PhotoshopAtoZ_BenWillmore_BonusMaterials_1.zip
PhotoshopAtoZ_BenWillmore_BonusMaterials_2.zip

Ratings and Reviews

Nonglak Chaiyapong
 

I recently took Ben Willmore's '2024 Adobe Photoshop: The A to Z Bootcamp,' and it was amazing! The lessons are super detailed but easy to follow, even if you're just starting out. Ben’s teaching style is relaxed, and he breaks down everything step by step. I learned a ton, especially about layers, masks, and the new AI tools. Highly recommend it for anyone wanting to get better at Photoshop! And for anyone looking to take a break, you can always switch over and check out some 'ข่าวฟุตบอล' https://www.buaksib.com/ for a bit of fun in between lessons!

lonnit
 

There were several mind-blowing moments of things I never knew, that were incredible. However, it was very strange how each lesson ended abruptly in the middle of him teaching something.

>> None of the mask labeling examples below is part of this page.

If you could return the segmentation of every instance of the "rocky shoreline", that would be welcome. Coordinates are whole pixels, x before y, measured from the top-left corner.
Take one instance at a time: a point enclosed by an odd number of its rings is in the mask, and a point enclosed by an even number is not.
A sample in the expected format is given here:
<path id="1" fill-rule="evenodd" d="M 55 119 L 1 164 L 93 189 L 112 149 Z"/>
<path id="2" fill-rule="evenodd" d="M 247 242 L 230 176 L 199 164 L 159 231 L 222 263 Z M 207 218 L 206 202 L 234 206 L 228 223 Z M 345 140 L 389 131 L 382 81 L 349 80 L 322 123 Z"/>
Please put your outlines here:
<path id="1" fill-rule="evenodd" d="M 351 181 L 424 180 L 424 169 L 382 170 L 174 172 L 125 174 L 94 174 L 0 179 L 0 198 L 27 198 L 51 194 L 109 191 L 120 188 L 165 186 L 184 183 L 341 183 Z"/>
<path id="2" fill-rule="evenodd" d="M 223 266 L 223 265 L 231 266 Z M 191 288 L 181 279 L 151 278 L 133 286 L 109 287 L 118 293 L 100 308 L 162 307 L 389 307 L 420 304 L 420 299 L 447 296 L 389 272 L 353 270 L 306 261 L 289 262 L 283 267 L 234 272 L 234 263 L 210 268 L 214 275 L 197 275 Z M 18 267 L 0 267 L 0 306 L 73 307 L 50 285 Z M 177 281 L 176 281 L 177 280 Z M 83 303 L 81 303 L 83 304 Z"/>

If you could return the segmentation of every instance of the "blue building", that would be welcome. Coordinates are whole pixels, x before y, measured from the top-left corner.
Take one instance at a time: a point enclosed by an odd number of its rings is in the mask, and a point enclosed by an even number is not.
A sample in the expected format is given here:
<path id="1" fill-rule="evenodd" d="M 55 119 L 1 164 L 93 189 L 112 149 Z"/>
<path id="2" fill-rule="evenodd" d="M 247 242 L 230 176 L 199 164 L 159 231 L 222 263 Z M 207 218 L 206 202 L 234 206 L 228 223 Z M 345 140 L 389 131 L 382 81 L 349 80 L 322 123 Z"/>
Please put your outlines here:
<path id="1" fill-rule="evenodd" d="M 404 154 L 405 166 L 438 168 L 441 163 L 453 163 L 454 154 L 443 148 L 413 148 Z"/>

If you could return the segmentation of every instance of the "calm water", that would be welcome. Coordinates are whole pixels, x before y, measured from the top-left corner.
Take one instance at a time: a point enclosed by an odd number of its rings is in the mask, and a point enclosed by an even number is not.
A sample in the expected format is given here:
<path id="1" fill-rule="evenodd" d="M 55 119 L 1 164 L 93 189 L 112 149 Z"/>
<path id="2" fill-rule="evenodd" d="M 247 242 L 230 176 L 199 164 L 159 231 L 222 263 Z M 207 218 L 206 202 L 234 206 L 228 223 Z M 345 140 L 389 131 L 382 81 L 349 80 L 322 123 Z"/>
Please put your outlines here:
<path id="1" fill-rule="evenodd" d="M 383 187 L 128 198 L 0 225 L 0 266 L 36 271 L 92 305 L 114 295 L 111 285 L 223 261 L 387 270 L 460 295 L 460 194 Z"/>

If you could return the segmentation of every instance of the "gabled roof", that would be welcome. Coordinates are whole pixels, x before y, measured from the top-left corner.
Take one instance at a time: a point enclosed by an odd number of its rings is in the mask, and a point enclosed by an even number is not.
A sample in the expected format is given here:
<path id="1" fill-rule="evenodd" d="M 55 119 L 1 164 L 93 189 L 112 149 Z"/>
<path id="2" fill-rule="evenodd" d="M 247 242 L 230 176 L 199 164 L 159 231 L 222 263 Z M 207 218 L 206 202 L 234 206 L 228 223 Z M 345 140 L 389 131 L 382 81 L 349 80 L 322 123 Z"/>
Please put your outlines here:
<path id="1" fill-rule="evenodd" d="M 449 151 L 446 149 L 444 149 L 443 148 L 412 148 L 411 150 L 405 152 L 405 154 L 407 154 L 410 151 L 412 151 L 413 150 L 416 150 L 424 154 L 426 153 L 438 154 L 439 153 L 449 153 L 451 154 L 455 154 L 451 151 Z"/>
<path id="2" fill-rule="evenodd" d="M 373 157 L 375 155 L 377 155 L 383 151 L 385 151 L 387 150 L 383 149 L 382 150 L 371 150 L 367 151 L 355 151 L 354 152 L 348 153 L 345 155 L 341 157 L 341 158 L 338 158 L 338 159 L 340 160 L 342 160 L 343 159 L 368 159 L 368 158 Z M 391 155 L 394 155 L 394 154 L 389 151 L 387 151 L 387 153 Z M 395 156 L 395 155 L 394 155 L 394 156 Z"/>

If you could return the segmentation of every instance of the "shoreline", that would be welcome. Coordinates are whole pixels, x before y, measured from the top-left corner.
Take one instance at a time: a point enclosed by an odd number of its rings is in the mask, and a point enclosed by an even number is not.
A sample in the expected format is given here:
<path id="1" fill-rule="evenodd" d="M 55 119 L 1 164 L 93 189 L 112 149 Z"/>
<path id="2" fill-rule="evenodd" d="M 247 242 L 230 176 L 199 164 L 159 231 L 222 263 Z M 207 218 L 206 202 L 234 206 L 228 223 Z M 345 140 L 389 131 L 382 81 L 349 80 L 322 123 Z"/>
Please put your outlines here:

It seems that this class must have been pieced together from longer lessons and we don't get the full lessons here. It was frustrating when the lesson would end mid-sentence when there was something I was very interested in watching to completion. Perhaps it should be re-named the A-W Bootcamp! LOL! Where not cut off, the material was excellent, deep and thorough. Definitely worth watching!